Pour prier pour une bonne récolte cette année, la tradition veut que l'on entoure chaque jour, avant le lever du soleil, les greniers à grains de cendres de bois. Ce geste est censé présager une récolte abondante et exprimer les vœux d'une bonne moisson.
De plus, comme début février correspond à la période du réveil des insectes, divers animaux qui ont hiberné tout l'hiver reprennent vie et s'apprêtent à s'activer. On récite des incantations en répandant de la cendre de bois au pied du mur, car on croit que de cette façon, même si des insectes jouent au pied du mur, ils ne feront aucun mal aux enfants.
Le deuxième jour du deuxième mois lunaire est également connu sous le nom de Fête du Dragon Vert ou Jour de l'Érection de la Tête de Dragon. Selon la tradition, il est de coutume de manger des aliments farcis ce jour-là. De plus, il est courant d'ajouter le mot « dragon » au nom des plats, par exemple en appelant les raviolis « oreilles de dragon », les raviolis poêlés « écailles de dragon » et les wontons « yeux de dragon ».
« Oh non ! » s'exclama intérieurement Liang Xiaole dans sa dimension spatiale, « J'aurais dû prendre des légumes pour remplir ma dimension spatiale aujourd'hui ! »
Liang Xiaole utilisa rapidement son pouvoir surnaturel pour couper un bouquet de ciboulette et un bouquet de fenouil, et les déposa discrètement dans le carré d'épinards.
Cependant, la mère de Hongyuan avait déjà emporté les légumes, et conformément à son habitude quotidienne, elle ne pouvait plus aller voir le carré d'épinards.
Liang Xiaole observait la mère de Hongyuan faire sauter les haricots, agacée. Elle comptait bien trouver une occasion de lui faire remarquer subtilement plus tard.
Les haricots sautés ont cuit rapidement.
La mère de Hongyuan était vraiment une excellente cuisinière. Elle faisait frire les fèves de soja à la perfection, ni brûlées ni pas assez cuites, les rendant brillantes et dorées, un vrai régal pour les yeux. Pendant que la mère de Hongyuan se retournait, Liang Xiaole, sortant discrètement de son espace de stockage spatial, en attrapa une poignée. Elle en mit une dans sa bouche, la mâcha, et… oh ! Parfumée à l'extérieur et croustillante à l'intérieur, croquante et sucrée, elle sentait un délicieux arôme embaumer sa bouche.

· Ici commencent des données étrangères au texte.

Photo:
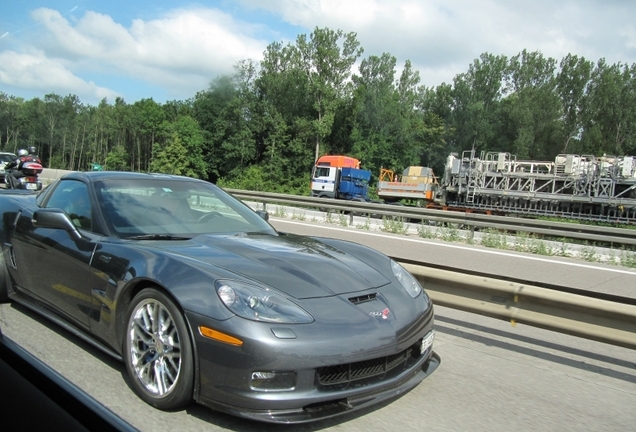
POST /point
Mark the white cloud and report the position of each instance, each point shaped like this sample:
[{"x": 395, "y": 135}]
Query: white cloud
[
  {"x": 182, "y": 51},
  {"x": 442, "y": 37},
  {"x": 35, "y": 72}
]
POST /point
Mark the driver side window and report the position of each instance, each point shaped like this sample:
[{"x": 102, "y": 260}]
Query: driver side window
[{"x": 72, "y": 197}]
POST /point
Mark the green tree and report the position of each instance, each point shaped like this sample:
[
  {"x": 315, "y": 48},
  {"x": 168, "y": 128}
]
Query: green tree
[
  {"x": 117, "y": 159},
  {"x": 327, "y": 58}
]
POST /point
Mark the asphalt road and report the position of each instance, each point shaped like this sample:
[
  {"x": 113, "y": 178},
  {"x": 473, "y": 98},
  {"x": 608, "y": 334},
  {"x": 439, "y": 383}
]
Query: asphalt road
[{"x": 493, "y": 376}]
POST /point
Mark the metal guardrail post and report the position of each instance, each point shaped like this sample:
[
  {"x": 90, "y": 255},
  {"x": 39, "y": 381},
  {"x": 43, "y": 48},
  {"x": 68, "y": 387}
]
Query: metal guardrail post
[
  {"x": 573, "y": 314},
  {"x": 555, "y": 229}
]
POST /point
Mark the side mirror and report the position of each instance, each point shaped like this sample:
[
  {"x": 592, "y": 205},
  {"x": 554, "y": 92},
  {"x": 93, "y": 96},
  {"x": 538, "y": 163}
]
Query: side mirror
[{"x": 55, "y": 219}]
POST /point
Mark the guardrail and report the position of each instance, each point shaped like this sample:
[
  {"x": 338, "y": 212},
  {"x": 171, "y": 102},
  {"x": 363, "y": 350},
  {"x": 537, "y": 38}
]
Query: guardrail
[
  {"x": 578, "y": 315},
  {"x": 618, "y": 236}
]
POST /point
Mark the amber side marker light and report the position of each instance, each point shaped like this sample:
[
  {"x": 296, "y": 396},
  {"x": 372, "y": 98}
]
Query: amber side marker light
[{"x": 221, "y": 337}]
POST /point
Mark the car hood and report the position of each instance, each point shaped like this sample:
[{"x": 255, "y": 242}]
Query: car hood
[{"x": 301, "y": 267}]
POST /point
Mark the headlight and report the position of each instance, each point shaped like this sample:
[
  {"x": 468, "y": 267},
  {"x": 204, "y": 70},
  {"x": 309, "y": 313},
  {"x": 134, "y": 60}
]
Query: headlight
[
  {"x": 410, "y": 284},
  {"x": 259, "y": 304}
]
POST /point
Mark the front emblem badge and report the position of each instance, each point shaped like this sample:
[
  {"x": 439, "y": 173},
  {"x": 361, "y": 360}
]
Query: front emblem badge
[{"x": 384, "y": 314}]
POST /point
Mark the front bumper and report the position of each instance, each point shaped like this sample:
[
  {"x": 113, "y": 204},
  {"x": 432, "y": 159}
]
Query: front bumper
[{"x": 225, "y": 371}]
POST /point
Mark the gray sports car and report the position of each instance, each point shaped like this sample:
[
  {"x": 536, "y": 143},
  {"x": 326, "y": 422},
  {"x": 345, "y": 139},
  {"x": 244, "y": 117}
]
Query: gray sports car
[{"x": 204, "y": 300}]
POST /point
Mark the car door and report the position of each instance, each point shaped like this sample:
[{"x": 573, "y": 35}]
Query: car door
[{"x": 52, "y": 264}]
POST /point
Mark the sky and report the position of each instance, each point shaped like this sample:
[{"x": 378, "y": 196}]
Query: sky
[{"x": 168, "y": 50}]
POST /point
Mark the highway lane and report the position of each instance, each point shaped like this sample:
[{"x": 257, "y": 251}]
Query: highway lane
[
  {"x": 542, "y": 270},
  {"x": 494, "y": 376}
]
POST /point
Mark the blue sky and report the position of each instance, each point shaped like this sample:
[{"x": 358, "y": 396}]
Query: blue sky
[{"x": 170, "y": 50}]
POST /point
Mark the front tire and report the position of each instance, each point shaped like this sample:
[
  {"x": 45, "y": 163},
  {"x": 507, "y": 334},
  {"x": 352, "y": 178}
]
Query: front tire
[
  {"x": 158, "y": 351},
  {"x": 4, "y": 280}
]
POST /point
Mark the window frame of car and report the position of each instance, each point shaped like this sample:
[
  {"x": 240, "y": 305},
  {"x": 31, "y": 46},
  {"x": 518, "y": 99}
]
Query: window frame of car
[{"x": 44, "y": 198}]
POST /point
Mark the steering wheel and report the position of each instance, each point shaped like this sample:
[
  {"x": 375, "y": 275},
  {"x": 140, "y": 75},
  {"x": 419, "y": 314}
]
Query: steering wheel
[{"x": 206, "y": 217}]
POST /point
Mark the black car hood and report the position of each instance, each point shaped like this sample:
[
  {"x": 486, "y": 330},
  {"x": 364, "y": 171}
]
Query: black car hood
[{"x": 301, "y": 267}]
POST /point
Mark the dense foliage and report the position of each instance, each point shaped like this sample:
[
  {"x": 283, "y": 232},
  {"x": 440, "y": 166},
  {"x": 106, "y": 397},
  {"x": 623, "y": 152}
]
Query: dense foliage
[{"x": 263, "y": 127}]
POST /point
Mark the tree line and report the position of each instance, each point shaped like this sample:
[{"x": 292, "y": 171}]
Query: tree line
[{"x": 263, "y": 127}]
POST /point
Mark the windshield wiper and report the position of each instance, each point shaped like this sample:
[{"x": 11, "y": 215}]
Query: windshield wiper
[{"x": 157, "y": 237}]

Liang Xiaole déposa les haricots qu'elle tenait dans sa main dans une assiette, en récitant silencieusement : « Un devient deux, deux deviennent trois, dix fois, cent fois et plus encore. » La petite poignée de haricots dans l'assiette se transforma instantanément en une assiette pleine.
Cela rendit Liang Xiaole très heureuse. Elle n'aurait jamais imaginé qu'un sort qui lui était revenu spontanément en cuisinant des raviolis puisse être utilisé ailleurs.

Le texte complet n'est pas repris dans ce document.